Below is the specific result you will attempt to reproduce (quoted directly from the results section of Study 1):
We next tested our primary hypothesis that participants would be more reluctant to reject the unattractive date when they believed the situation to be real rather than hypothetical. Only 10 of the 61 participants in the hypothetical condition chose to exchange contact information with the unattractive potential date (16%). In contrast, 26 of the 71 participants in the real condition chose to exchange contact information (37%). A chi-square test of independence indicated that participants were significantly less likely to reject the unattractive potential date in the real condition compared with the hypothetical condition, X^2(1, N = 132) = 6.77, p = .009.
library(tidyverse) # for data munging
library(knitr) # for kable table formating
library(haven) # import and export 'SPSS', 'Stata' and 'SAS' Files
library(readxl) # import excel files
# #optional packages:
# library(broom)
# library(labelled)# converts SPSS's labelled to R's factor
# Just Study 1
d <- read_sav('data/Empathy Gap Study 1 data.sav')
d <- d %>% #changing condition and dv labels, and turning them into factors
select(condition, exchangeinfo) %>%
mutate(condition = case_when(condition == 0 ~ "hypothetical",
condition == 1 ~ "real")) %>%
mutate(exchangeinfo = case_when(exchangeinfo == 1 ~ "exchange",
exchangeinfo == 2 ~ "dontexchange")) %>%
mutate(condition = as.factor(condition)) %>%
mutate(exchangeinfo = as.factor(exchangeinfo))
Only 10 of the 61 participants in the hypothetical condition chose to exchange contact information with the unattractive potential date (16%). In contrast, 26 of the 71 participants in the real condition chose to exchange contact information (37%).
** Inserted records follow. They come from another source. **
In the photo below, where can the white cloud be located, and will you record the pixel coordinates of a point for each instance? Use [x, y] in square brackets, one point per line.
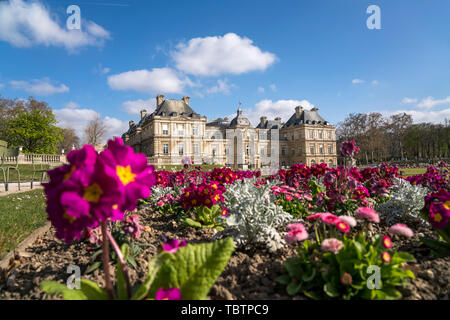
[78, 119]
[156, 80]
[41, 87]
[228, 54]
[357, 81]
[24, 24]
[424, 116]
[72, 105]
[222, 86]
[135, 106]
[272, 109]
[407, 100]
[430, 102]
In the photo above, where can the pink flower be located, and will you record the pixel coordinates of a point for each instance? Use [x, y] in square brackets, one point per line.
[329, 218]
[131, 170]
[80, 195]
[348, 220]
[402, 230]
[173, 245]
[296, 232]
[332, 245]
[342, 226]
[314, 216]
[387, 242]
[168, 294]
[346, 279]
[368, 214]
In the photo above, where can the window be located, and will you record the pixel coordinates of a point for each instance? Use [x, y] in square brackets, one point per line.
[180, 130]
[195, 148]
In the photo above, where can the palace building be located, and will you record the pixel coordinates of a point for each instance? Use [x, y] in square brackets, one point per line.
[174, 131]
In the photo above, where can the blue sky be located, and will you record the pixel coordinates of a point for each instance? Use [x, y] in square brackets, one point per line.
[270, 55]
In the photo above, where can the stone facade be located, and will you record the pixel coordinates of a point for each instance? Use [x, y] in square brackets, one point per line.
[174, 131]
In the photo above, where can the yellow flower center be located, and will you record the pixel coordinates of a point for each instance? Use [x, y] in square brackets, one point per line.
[125, 174]
[93, 193]
[447, 205]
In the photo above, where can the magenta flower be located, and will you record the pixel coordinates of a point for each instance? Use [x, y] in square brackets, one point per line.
[346, 279]
[367, 214]
[332, 245]
[80, 195]
[131, 170]
[296, 232]
[348, 220]
[168, 294]
[173, 245]
[402, 230]
[349, 148]
[329, 218]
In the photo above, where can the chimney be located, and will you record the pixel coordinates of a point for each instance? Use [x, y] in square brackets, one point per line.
[298, 111]
[263, 120]
[159, 100]
[186, 99]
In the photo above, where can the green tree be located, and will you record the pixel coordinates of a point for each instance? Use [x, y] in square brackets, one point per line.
[31, 125]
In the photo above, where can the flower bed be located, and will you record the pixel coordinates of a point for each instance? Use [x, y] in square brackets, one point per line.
[307, 232]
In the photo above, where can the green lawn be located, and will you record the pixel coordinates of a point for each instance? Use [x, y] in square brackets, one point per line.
[20, 215]
[412, 171]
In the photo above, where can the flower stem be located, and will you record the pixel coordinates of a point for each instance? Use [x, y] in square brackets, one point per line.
[122, 262]
[105, 256]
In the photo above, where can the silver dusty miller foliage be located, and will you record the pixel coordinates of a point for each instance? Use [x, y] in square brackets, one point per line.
[254, 219]
[405, 203]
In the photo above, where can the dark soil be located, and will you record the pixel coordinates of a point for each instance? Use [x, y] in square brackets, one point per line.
[248, 275]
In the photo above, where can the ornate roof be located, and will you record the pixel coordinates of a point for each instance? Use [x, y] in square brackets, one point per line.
[305, 117]
[240, 120]
[172, 107]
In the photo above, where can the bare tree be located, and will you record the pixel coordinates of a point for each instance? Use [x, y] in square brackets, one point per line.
[95, 131]
[70, 140]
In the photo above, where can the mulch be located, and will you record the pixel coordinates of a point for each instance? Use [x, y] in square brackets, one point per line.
[248, 274]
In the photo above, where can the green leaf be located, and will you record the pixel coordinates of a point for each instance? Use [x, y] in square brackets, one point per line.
[153, 267]
[92, 291]
[330, 289]
[195, 269]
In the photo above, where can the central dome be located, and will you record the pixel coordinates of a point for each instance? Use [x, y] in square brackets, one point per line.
[240, 120]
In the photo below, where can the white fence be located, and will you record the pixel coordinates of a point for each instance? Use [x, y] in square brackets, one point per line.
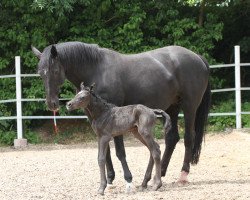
[19, 117]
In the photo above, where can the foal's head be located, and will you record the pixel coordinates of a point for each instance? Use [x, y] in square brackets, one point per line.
[81, 100]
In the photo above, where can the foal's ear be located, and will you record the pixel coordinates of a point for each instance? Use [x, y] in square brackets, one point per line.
[53, 51]
[36, 52]
[82, 86]
[92, 87]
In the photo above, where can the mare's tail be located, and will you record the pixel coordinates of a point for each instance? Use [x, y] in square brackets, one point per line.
[167, 120]
[201, 120]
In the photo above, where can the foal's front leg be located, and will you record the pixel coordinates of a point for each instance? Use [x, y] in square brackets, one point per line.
[103, 142]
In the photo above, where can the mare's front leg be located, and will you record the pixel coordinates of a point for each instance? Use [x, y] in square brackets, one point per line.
[103, 141]
[121, 154]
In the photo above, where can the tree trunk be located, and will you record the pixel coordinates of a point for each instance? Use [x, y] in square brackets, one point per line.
[201, 14]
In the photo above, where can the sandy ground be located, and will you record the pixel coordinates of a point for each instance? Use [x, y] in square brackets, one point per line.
[71, 172]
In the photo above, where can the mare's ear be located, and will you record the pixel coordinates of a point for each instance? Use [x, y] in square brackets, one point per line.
[82, 86]
[36, 52]
[53, 51]
[92, 87]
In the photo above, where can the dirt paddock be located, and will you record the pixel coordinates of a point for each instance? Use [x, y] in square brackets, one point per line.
[58, 172]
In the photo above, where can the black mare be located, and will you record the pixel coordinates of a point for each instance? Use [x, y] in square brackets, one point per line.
[171, 78]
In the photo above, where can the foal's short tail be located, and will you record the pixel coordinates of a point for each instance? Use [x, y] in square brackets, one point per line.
[167, 120]
[201, 120]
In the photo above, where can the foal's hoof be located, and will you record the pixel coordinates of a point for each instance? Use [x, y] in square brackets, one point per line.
[156, 186]
[101, 191]
[142, 188]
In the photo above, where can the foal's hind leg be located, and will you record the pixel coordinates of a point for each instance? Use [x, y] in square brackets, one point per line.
[109, 166]
[102, 152]
[171, 138]
[155, 157]
[121, 154]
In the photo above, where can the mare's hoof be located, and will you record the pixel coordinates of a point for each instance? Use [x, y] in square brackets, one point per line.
[182, 183]
[142, 188]
[110, 186]
[129, 188]
[183, 180]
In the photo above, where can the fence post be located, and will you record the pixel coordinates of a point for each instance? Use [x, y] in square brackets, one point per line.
[237, 86]
[19, 142]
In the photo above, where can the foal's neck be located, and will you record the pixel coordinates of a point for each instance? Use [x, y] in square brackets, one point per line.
[98, 106]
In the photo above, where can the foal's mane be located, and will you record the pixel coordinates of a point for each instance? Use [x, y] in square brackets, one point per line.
[101, 100]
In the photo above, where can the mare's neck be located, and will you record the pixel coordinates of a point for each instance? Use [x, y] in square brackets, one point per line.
[97, 107]
[80, 61]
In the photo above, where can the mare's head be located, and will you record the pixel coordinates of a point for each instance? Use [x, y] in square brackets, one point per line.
[81, 100]
[52, 73]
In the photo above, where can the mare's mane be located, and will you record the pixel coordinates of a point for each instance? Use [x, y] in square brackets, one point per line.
[75, 54]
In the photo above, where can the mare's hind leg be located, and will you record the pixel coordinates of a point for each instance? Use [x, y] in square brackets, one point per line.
[171, 138]
[189, 117]
[121, 154]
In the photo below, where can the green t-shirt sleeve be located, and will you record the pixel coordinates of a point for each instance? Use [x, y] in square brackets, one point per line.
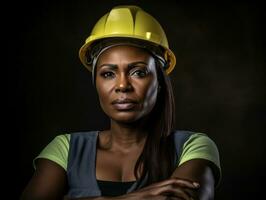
[56, 151]
[200, 146]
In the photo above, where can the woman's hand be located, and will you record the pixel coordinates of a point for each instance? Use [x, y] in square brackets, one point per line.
[173, 188]
[170, 189]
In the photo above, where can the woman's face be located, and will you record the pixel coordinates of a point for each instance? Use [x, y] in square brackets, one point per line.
[126, 82]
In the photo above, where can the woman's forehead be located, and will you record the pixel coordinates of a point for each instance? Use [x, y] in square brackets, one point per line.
[124, 51]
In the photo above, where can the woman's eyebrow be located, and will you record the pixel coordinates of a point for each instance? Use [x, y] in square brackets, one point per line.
[111, 66]
[132, 65]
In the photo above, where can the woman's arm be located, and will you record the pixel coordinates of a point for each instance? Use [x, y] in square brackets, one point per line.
[49, 182]
[200, 171]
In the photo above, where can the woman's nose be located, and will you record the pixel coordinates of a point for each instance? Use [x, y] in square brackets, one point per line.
[123, 84]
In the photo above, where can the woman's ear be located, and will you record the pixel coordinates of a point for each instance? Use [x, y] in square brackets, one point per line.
[159, 88]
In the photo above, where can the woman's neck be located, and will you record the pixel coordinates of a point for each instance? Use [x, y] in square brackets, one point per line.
[125, 138]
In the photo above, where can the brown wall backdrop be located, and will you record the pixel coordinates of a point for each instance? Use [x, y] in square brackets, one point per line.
[219, 81]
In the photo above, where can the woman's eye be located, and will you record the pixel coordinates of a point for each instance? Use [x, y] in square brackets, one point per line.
[107, 74]
[139, 73]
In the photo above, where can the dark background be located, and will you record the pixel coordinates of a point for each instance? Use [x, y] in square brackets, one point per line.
[218, 81]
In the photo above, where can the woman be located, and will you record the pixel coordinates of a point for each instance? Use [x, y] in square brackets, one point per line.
[140, 156]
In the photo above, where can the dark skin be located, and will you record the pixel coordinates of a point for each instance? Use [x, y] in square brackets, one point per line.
[127, 86]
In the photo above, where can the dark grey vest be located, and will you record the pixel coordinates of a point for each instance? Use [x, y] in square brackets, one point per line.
[81, 170]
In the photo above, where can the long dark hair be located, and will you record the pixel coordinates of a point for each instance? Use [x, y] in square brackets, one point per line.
[157, 158]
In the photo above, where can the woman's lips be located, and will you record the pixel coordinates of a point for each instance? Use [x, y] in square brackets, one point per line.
[124, 104]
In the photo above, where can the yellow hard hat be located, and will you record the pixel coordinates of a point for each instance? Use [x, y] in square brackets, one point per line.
[128, 22]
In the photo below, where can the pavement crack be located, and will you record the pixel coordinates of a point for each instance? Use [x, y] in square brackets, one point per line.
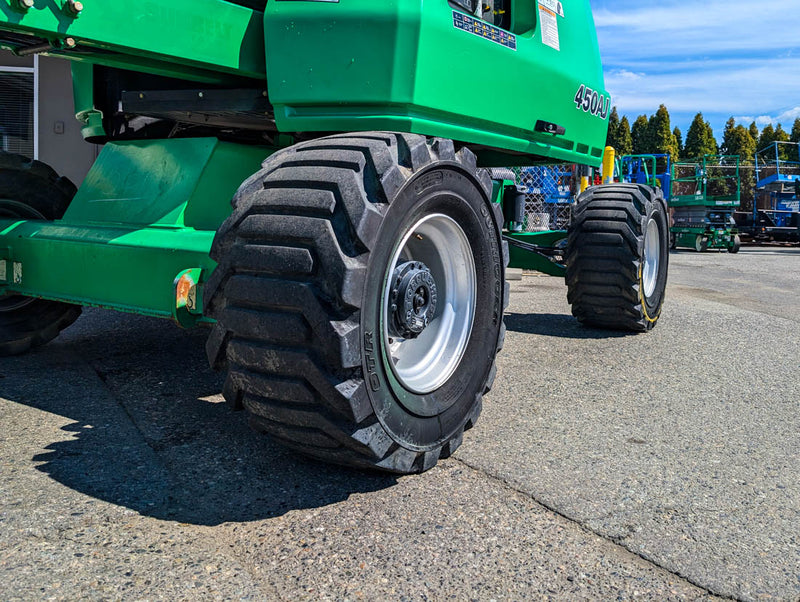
[616, 541]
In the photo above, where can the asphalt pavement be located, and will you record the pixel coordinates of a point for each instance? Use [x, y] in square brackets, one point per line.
[661, 466]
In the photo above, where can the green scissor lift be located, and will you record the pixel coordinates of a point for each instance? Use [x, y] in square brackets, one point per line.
[354, 286]
[705, 193]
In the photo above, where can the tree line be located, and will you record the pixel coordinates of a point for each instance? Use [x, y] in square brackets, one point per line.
[654, 135]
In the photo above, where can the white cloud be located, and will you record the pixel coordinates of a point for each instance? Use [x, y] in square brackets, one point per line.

# reproduce the above results here
d %>% #percentage table
group_by(condition) %>%
summarize(wantedtoexchange = length(exchangeinfo[exchangeinfo == "exchange"]), total = length(exchangeinfo), percent = length(exchangeinfo[exchangeinfo == "exchange"])/length(exchangeinfo))
## # A tibble: 2 × 4
## condition wantedtoexchange total percent
## <fct> <int> <int> <dbl>
## 1 hypothetical 10 61 0.164
## 2 real 26 71 0.366
A chi-square test of independence indicated that participants were significantly less likely to reject the unattractive potential date in the real condition compared with the hypothetical condition, X^2(1, N = 132) = 6.77, p = .009.
# reproduce the above results here
d <- d %>% #for chi squared
group_by(condition) %>%
summarize(wantedtoexchange = length(exchangeinfo[exchangeinfo == "exchange"]), didnotwanttoexchange = length(exchangeinfo[exchangeinfo == "dontexchange"])) %>%
select(wantedtoexchange, didnotwanttoexchange)
chisq.test(d, correct = FALSE)
##
## Pearson's Chi-squared test
##
## data: d
## X-squared = 6.7674, df = 1, p-value = 0.009284
Were you able to reproduce the results you attempted to reproduce? If not, what part(s) were you unable to reproduce?
I was able to reproduce the full results.
How difficult was it to reproduce your results?
It was not difficult! I got a little confused because R seemed to automatically apply a correction to the chi-squared test, but once I got rid of that it seemed to be okay.
What aspects made it difficult? What aspects made it easy?
I appreciated that the authors demarcated which columns in the data file were relevant to the analyses, and to reproduce the results. I think I would have appreciated these more if they were at the front - when I first opened up the file I got a bit confused by all of the column names and it was only until I scrolled to the end that I saw the relevant columns. I think it would have been better if they labeled what their coding scheme was in their file (as opposed to 1s and 2s, or 0s and 1s), or have provided a code book to decipher what the values were. I just had to guess what the values referred to what condition or choice. But otherwise it went smoothly!